Kepala Dinas LH Kutim, Ence Achmad Rafiddin Rizal mengatakan memang sudah ada aturan yang mewajibkan perusahaan tambang atau sawit yang melewati jalan negara atau provinsi. Padahal jalan itu merupakan fasilitas umum, yang tidak boleh melewatinya secara langsung. Akan tetapi harus menggunakan jalan terowongan atau underpass serta jembatan layang atau flyover, yang dibangun oleh perusahaan itu sendiri.
Hal ini diatur dalam Peraturan Daerah (Perda) Kaltim Nomor 10/2012 tentang Penyelenggaraan Jalan Umum dan Jalan Khusus untuk Kegiatan Pengangkutan Batu Bara dan Kepala Sawit. “Aturan ini juga diperkuat dengan Peraturan Gubernur (Pergub) Kaltim Nomor 43/2013 tentang Petunjuk Teknis Penyelenggaraan Jalan Umum dan Jalan Khusus untuk Kegiatan Pengangkutan Batu Bara dan Kelapa Sawit,” jelas Rizal.
Saat ini salah satu perusahaan tambang di Kutim yang belum memiliki jalur underpass, kata dia, adalah PT Indexim Coalindo yang ada di Kecamatan Kaliorang.
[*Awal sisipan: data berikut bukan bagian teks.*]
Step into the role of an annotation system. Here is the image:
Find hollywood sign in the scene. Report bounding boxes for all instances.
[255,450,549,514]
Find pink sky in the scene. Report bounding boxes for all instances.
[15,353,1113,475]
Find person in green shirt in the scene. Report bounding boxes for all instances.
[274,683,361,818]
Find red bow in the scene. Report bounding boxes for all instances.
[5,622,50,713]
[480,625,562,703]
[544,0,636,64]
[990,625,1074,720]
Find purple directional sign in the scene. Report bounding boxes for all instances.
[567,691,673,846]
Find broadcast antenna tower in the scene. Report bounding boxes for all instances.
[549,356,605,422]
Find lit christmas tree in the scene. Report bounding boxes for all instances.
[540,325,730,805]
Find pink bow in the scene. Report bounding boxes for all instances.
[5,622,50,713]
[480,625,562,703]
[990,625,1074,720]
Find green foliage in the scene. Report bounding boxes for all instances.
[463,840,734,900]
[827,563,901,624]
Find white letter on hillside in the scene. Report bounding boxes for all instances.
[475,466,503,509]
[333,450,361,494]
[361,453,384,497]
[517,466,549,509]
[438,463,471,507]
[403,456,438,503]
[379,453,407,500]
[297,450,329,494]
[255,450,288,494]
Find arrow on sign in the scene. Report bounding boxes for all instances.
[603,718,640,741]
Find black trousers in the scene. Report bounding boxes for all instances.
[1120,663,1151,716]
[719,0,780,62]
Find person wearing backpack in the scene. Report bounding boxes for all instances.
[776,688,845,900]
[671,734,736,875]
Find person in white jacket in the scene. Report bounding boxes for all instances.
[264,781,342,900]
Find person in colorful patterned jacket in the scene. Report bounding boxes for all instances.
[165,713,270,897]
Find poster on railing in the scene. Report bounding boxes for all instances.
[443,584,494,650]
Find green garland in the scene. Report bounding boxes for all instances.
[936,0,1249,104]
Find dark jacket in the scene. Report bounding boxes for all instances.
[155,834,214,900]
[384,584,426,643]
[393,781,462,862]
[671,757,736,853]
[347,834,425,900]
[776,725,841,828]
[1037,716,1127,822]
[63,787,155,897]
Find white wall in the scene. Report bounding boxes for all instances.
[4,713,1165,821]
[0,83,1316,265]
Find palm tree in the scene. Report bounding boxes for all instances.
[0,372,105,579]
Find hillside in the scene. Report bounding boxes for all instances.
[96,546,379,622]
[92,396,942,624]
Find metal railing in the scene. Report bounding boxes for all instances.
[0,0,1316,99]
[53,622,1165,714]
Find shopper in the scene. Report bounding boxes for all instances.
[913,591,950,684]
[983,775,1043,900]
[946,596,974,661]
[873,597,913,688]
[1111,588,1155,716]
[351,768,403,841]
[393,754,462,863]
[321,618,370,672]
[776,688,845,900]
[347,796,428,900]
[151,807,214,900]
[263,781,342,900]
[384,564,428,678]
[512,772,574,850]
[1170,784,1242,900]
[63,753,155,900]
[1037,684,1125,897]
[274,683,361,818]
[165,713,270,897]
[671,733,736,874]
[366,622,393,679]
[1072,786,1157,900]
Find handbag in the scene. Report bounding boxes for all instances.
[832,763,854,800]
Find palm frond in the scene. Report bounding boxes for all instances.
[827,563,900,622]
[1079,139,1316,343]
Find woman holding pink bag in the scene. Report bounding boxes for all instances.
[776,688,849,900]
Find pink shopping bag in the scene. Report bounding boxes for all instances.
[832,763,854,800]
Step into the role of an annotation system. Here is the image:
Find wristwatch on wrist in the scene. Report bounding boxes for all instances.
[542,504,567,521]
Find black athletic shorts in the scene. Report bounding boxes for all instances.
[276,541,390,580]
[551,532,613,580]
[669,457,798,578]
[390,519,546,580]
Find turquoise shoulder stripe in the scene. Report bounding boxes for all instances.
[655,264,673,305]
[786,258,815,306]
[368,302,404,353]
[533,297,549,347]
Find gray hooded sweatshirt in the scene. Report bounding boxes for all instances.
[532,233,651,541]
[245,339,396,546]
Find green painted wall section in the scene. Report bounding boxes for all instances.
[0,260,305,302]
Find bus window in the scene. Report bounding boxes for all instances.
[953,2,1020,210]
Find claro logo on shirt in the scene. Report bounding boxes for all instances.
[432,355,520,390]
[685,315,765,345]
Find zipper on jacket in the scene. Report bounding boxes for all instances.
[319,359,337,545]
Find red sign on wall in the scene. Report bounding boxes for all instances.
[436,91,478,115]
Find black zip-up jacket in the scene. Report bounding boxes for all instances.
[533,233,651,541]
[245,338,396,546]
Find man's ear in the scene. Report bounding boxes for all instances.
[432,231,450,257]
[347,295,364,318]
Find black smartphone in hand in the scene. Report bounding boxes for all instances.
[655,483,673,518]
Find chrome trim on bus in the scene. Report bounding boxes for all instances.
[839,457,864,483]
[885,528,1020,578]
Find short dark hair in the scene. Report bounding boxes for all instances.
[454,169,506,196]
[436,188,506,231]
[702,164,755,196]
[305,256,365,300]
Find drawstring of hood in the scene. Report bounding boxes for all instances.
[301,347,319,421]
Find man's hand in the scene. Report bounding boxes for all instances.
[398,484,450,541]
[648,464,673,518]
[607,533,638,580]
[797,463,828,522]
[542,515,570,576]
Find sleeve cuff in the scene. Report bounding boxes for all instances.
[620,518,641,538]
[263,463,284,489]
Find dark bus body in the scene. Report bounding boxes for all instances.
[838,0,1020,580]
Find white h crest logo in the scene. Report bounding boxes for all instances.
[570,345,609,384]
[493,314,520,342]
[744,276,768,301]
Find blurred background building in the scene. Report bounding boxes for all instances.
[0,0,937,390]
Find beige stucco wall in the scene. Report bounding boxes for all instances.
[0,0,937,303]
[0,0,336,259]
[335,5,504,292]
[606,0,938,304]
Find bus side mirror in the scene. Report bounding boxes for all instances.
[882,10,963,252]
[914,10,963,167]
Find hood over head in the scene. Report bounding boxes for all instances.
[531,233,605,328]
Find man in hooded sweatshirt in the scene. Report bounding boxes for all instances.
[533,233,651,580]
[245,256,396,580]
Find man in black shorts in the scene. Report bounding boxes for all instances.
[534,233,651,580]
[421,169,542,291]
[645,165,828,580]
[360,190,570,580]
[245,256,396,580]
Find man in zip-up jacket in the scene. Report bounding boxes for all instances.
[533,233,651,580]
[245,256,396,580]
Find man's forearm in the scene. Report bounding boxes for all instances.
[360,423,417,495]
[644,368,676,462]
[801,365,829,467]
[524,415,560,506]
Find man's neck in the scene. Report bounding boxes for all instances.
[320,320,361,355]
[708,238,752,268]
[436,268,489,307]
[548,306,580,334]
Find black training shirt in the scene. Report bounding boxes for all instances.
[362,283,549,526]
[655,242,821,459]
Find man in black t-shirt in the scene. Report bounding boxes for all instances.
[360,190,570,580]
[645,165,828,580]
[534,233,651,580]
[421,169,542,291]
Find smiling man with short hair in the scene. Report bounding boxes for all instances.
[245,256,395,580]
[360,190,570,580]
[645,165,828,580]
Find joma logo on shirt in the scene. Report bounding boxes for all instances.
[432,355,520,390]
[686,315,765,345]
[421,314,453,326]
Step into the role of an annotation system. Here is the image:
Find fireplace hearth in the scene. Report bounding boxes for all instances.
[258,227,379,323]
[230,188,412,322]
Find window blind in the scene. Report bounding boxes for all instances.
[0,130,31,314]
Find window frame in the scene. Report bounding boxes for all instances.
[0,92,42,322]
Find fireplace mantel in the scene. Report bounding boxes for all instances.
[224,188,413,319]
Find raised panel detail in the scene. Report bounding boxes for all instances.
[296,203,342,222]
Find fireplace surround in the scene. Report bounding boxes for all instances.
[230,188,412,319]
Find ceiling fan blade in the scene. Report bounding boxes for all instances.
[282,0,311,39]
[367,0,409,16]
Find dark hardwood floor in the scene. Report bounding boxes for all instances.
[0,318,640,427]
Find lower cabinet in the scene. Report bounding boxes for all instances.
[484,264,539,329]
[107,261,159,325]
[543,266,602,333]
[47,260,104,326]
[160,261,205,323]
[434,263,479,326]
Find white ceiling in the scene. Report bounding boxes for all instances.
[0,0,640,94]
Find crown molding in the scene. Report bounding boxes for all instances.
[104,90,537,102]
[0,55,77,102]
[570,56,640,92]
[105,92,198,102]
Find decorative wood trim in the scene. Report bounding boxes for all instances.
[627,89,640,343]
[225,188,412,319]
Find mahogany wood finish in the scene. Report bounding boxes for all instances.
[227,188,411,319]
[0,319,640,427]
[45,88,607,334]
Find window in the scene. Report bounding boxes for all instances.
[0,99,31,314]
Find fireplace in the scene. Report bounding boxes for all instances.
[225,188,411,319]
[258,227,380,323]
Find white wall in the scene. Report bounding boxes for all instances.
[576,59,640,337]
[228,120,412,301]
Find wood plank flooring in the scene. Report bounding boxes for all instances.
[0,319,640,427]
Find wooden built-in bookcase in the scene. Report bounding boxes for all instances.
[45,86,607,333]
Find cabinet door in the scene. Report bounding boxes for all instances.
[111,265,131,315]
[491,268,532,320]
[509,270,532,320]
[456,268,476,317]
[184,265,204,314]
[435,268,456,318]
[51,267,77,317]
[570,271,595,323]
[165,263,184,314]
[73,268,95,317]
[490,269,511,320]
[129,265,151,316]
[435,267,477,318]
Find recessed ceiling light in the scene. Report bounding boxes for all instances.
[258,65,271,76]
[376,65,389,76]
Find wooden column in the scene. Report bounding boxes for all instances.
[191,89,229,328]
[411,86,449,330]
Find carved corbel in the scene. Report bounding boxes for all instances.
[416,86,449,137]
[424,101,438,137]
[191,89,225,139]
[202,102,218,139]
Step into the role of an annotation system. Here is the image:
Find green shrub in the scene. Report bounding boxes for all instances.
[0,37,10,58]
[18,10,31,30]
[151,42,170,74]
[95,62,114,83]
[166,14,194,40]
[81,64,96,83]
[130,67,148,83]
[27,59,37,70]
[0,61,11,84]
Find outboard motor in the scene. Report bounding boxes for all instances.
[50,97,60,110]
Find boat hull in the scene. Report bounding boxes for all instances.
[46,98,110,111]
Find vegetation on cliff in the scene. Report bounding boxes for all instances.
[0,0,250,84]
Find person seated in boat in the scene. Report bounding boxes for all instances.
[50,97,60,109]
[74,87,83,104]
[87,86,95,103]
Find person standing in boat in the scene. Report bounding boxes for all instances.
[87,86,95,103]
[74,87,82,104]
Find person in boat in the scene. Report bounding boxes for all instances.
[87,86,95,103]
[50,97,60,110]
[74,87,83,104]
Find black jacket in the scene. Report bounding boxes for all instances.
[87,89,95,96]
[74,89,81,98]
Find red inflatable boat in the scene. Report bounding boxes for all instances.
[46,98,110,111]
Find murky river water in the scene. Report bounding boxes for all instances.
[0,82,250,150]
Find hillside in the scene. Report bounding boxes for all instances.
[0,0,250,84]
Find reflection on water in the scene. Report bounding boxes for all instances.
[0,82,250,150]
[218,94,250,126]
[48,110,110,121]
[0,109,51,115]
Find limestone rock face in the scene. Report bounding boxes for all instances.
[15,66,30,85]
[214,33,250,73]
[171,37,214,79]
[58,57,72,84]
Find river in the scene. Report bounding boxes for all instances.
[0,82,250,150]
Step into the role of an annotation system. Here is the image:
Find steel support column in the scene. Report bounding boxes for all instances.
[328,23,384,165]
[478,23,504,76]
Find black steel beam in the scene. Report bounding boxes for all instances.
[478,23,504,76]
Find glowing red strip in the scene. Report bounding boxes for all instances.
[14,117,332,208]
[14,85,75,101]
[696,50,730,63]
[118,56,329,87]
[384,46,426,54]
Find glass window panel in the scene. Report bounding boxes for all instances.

Ketika pihak Indexim mengajukan rencana untuk penurunan level jalan houling mereka, kemudian DLH menyarankan juga untuk membangun jalur underpass pada jalan negara yang mereka lewati, dan pihak perusahaan menyetujuinya. Harapan DLH Kutim, jalur underpass tersebut sudah selesai dibangun dan bisa digunakan pada 2018 mendatang.
“Beberapa perusahaan pertambangan yang sudah membuat jalur underpass diantaranya seperti PT Kaltim Prima Coal (KPC) dan PT GAM (Ganda Alam Makmur) di Sangkulirang,” sebutnya.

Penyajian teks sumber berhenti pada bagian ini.